Di fondo, alla direzione del maestro sono mancati la continuità nel sostegno drammaturgico dell’azione, ed alludo al secondo atto in particolare, dove ha apertamente latitato ( dirigendo con la partitura davanti ...) sino all’arrivo della Valchiria, come pure dal punto di vista della resa cromatica delle varie scene, e dell’alternarsi delle situazioni all’interno di ciascuna di esse. Da sempre ammiratore di Furtwängler, il maestro Barenboim ha dato vita ad una prova diametralmente opposta, in fatto di resa cromatica e dinamica, a quelle del suo predecessore, che sapeva sostenere con ben altra forza anche certi momenti difficili della partitura, come il lunghissimo monologo di Wotan all’atto II. L’intreccio dei temi è arrivato con poca eloquenza e capacità narrativa, i personaggi non caratterizzati dall’orchestra. Abbiamo udito all’inizio del I atto una notte piovosa ma non tempestosa, il preludio al II secondo che pareva una passeggiata più che la fuga disperata dei due Welsungi, senza presagi di battaglia o l’epica del Walhalla; la calcata delle Valchirie più rumorosa che selvaggia; un annuncio di morte più conversativo che funebre. Insomma, è possibile che l’orchestra contenuta sia derivata da un cast che, nel canto in sourplesse, era generalmente carente di volume e penetrazione, ma la lentezza innaturale e forzata perseguita dal maestro, contraria alle necessità dei cantanti, come la mancanza di eloquenza ci fa ritenere che si tratti di scelte volute ed incondizionate di cui il maestro è il solo architetto. Si è avuta l’impressione di un approccio piuttosto indifferente da parte di Barenboim, mirato soltanto ad alcuni momenti particolari o popolari, di grande effetto e per nulla interessato da altre parti, come l’intero secondo atto, quasi che alla base della sua direzione mancasse una concezione generale dell’opera con cui caratterizzare testo e sviluppo dell’azione.

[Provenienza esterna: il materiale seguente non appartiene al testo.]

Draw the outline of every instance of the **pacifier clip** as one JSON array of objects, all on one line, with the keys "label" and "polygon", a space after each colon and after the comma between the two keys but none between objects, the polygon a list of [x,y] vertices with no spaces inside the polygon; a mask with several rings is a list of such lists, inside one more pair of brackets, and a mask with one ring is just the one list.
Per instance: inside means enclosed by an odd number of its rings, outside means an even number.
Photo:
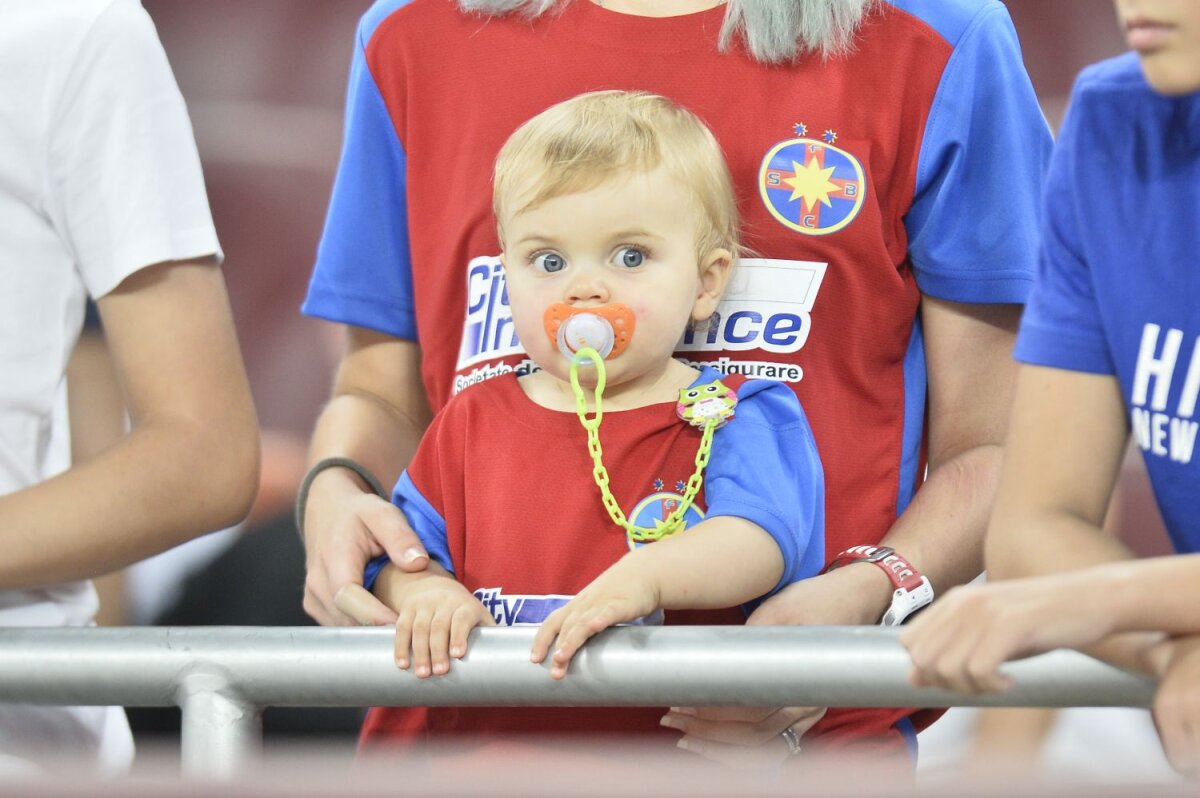
[{"label": "pacifier clip", "polygon": [[[564,354],[567,354],[564,352]],[[613,523],[625,530],[631,543],[648,543],[673,535],[683,528],[683,516],[696,499],[704,482],[704,468],[712,454],[713,432],[734,415],[737,395],[720,380],[704,385],[684,388],[679,392],[676,413],[691,426],[700,428],[700,447],[696,450],[696,470],[688,478],[683,499],[667,518],[654,527],[637,526],[625,517],[616,498],[608,487],[608,469],[604,467],[604,450],[600,445],[600,423],[604,418],[602,399],[605,386],[604,358],[596,349],[584,346],[568,355],[571,358],[571,391],[575,394],[576,412],[579,423],[587,431],[588,454],[592,458],[592,478],[600,488],[600,498]],[[590,364],[596,371],[596,387],[592,391],[595,415],[588,417],[587,396],[579,384],[579,368]]]}]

Cast composto ora da anziani esponenti del “Bayreuth style”, ora da cantanti meno giovani, per altri motivi comunque limitati quanto i primi.
Espertissimi del canto wagneriano, W. Meier e J. Tomlinson, disinvolti scenicamente ma vocalmente senescenti. La prima, amatissima dal pubblico scaligero, ha cercato di risolvere la sua Sieglinde con le consuete doti di attrice, assai poco efficaci e spendibili nel ruolo, per giunta in un allestimento privo di regia. La voce della signora Meier è ridotta di volume ( rare le sue incursioni nel canto sul “forte” ), forzata e stimbrata, priva dei gravi come dei primi acuti, sovente tra il nasale ed il gutturale, priva di legato. Si è barcamenata con mestiere, ora parlando, ora toccando appena certe note scomode, facendo leva sulla propria presenza e sul mestiere, e ciò le è bastato per essere “personaggio”.
Tomlinson ha cantato con voce tubata, acuti stonati e fissi, portamenti esagerati ed abusati, timbro senescente, frequentemente parlato. Difetti amplificati dall’età, ma caratteristici della sua intera carriera. Un Hunding più sgradevole che spaventoso o ieratico.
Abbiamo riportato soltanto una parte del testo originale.